Pages

Wednesday, March 25, 2015

Laki-laki yang Dibelenggu Kakinya

"Sejak kapan?"

***

Aku ditampar. Sekeras-kerasnya, hingga telinga berdenging, wajah memanas dan kepala berdenyut-denyut nyeri. 
"Tumpahkan saja lagi esok!"
Ini pasti perkara bubur sarapan pagi ini yang tak sengaja tersenggol dan berhamburan ke lantai. Hanya karena hal begini kecil saja, putraku bisa begitu marah? Jika aku bukan penyabar, mungkin aku sudah membalas perbuatannya. Asal dia tahu saja, ditampar berkali-kali cukup membuat kebencian menumpuk pada hatimu.
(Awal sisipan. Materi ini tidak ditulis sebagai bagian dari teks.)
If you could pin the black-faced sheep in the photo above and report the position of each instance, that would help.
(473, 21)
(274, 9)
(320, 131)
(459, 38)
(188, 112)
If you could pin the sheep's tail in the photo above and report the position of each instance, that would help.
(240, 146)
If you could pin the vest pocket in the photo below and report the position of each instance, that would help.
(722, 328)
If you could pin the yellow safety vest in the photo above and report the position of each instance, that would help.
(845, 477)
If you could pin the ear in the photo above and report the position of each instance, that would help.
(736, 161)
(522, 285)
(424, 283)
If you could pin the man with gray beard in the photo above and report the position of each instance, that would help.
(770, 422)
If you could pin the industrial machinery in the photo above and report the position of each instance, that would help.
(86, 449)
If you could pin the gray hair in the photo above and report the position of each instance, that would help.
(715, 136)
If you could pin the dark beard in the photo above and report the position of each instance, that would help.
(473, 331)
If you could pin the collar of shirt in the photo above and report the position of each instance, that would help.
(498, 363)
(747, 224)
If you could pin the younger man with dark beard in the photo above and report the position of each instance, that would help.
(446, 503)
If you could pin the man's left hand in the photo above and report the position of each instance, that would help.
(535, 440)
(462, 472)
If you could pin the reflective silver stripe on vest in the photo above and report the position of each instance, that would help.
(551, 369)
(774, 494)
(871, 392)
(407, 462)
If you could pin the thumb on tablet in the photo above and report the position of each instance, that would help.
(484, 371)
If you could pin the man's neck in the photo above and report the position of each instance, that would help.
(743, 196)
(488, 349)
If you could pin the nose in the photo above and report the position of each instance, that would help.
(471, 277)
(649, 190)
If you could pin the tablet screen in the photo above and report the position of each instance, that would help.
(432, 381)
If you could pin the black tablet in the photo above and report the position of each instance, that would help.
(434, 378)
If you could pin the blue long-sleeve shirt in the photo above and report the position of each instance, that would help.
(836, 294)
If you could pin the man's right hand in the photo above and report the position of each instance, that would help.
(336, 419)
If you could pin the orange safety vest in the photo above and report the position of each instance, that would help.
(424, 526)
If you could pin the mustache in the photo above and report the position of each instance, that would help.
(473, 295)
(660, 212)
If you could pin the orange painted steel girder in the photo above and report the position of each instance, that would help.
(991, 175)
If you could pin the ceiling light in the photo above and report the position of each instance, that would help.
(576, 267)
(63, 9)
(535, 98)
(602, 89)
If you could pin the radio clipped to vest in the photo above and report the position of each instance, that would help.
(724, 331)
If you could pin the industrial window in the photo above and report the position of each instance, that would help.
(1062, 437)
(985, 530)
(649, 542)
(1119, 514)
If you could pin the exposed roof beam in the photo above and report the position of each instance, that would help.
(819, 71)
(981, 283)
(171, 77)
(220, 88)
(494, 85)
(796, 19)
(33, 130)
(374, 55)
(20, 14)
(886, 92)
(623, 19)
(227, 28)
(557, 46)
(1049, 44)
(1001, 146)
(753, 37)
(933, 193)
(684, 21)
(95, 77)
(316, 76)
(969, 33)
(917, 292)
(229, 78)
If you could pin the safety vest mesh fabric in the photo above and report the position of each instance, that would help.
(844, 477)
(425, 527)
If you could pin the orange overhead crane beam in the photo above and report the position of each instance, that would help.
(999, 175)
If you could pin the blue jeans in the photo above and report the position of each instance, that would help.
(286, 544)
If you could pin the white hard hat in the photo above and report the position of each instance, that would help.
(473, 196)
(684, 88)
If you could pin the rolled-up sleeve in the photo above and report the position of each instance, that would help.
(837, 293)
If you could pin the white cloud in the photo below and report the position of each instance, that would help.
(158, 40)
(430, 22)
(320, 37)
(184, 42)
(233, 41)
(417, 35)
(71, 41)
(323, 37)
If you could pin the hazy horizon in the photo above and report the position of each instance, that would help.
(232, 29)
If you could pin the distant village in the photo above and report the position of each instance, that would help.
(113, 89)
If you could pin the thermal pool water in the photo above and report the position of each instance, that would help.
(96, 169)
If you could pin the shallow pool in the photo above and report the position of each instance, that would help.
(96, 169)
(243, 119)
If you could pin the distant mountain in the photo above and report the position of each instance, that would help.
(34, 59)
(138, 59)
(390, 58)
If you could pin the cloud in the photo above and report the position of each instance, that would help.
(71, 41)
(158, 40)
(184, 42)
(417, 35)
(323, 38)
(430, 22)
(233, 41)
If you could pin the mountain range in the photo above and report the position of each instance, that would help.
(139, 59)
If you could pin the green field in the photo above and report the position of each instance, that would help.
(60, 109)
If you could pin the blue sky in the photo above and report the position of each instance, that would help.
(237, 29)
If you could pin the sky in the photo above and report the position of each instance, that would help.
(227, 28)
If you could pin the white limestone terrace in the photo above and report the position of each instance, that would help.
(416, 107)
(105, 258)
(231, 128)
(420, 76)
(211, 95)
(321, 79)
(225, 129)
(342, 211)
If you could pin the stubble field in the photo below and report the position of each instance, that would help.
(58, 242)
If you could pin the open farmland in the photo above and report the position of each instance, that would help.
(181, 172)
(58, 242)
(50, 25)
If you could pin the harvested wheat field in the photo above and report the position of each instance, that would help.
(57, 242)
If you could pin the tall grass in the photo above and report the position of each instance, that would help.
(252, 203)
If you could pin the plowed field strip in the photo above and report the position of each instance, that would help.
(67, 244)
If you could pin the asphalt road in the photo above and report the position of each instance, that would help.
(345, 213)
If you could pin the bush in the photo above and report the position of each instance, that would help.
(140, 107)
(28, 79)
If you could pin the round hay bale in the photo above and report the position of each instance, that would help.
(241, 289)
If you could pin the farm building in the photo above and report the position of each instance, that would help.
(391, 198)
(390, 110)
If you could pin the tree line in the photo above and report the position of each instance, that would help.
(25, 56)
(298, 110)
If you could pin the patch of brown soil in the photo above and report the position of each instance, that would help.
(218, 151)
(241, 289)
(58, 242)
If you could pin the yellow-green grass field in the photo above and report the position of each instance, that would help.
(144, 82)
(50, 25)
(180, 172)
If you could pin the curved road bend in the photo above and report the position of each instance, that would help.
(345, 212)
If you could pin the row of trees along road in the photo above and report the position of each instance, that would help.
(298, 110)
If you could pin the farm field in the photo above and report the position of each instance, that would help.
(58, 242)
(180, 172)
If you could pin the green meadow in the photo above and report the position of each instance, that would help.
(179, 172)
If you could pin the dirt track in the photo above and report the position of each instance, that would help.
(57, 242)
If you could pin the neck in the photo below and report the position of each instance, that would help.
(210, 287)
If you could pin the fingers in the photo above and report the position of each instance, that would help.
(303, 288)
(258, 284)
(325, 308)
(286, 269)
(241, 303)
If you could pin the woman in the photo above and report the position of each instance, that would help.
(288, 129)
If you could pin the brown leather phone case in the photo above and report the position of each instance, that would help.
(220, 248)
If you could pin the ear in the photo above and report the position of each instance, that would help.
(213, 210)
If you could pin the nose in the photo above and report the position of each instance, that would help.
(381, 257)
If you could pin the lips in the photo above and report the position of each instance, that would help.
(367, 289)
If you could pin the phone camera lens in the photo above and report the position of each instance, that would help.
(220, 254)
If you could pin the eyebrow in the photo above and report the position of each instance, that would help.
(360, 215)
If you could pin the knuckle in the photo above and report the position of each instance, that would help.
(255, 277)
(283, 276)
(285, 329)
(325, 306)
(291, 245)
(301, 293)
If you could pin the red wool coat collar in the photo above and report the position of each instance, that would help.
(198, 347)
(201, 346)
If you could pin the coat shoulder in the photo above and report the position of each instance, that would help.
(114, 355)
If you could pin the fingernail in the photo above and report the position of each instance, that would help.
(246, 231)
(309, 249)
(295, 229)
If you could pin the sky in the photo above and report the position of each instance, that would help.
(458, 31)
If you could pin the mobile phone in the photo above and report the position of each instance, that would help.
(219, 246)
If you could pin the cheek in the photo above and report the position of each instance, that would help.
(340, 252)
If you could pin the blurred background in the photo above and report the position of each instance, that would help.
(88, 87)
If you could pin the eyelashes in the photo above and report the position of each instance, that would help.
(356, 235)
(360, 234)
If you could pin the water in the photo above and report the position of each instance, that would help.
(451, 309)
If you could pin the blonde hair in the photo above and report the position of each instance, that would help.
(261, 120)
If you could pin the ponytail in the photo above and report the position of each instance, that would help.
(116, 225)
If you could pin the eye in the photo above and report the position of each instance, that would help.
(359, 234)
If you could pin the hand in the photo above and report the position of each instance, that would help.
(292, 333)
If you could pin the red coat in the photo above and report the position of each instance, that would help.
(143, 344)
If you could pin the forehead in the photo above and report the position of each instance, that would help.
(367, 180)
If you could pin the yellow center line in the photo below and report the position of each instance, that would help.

Seandainya aku bisa.

***

Aku ingin membaca buku. Rak-rak bukuku yang dipenuhi kilauan buku-buku indah yang telah kukumpulkan dengan susah payah selama ini hanya mampu kutatap dari jauh. Bahkan kebebasanku untuk membaca sudah direbut paksa dari tanganku. Sejauh ini aku hanya bisa membaca beberapa potongan artikel di koran bungkus makan siang atau makan malam. Dan semakin lama aku semakin bosan karena melihat berita kecelakaan lalu lintas atau korupsi yang dilakukan oleh pejabat pemerintahan saja. Jika mereka tak mengizinkanku melihat dunia, setidaknya izinkan aku membaca. Seandainya aku bisa.

*** 

Semuanya mampu kulakukan. Seandainya saja kakiku tidak terbelenggu seperti ini. Manusia macam apa mereka mampu mengikatku seperti ini. Dunia memang sudah berubah. Keadilan dan kebebasan sepertinya sudah menjadi kelangkaan. Dan aku termasuk korbannya. Pantaslah usahaku sehari-hari untuk menggugat mereka sia-sia. Bahkan kuping mereka saja terlalu sombong untuk mendengarkanku, setipe dengan manusia-manusia yang terlena dibuai jabatan dan popularitas. Apa demokrasi di negaraku ini tak berlaku padaku? Aku hanya diperlakukan seperti hewan dan segala gerak-gerikku diawasi. Dunia ini sudah serupa 1984 dan Animal Farm ciptaan Orwell, kalau begitu. Sampai kapan kakiku akan dibelenggu?

***

Seorang wanita setiap hari menghabiskan waktunya dengan memandangi sudut ruang. Tersembunyi, ia tak terlihat oleh sang pria yang duduk di sana. Tak jarang ia menangis. Sesekali bertanya-tanya tentang nasibnya. Ia lelah menjalani hidupnya, dan lelah menunggu waktu itu datang. Waktu untuk melepaskan belenggu di kaki suaminya. Waktu untuknya dan putranya berhenti memberi perlakuan fisik karena begitu liarnya sang suami bertindak. Waktu untuknya menemani suaminya membaca suatu sore di teras belakang rumah. Sampai kapan suaminya mesti tinggal di dunia yang berbeda. Dunia yang logika dan kesadaran bisa diputarbalikkan begitu saja. Meski sudah cukup kebal dengan perkataan orang, ia juga sudah enggan mendengar omongan, "Istri dari suami yang gila itu..." Runtutan kesialan sepertinya terus saja hadir pada dirinya. Ia tak ingin menambah beban pertanyaan "Sejak kapan?" Namun kepalanya tak bisa begitu saja melupakan malam dimana seluruh karya suaminya dibakar habis sekelompok manusia yang mengaku berseberangan idealisme politik dengannya. Pukulan itu berhasil membuatnya gila. Sejak malam itu, hidupnya sudah tak lagi sama. Luka itu tak ia ketahui apakah akan sembuh. Sebaiknya kau berhenti menanyakan "Sejak kapan?" padanya seperti itu.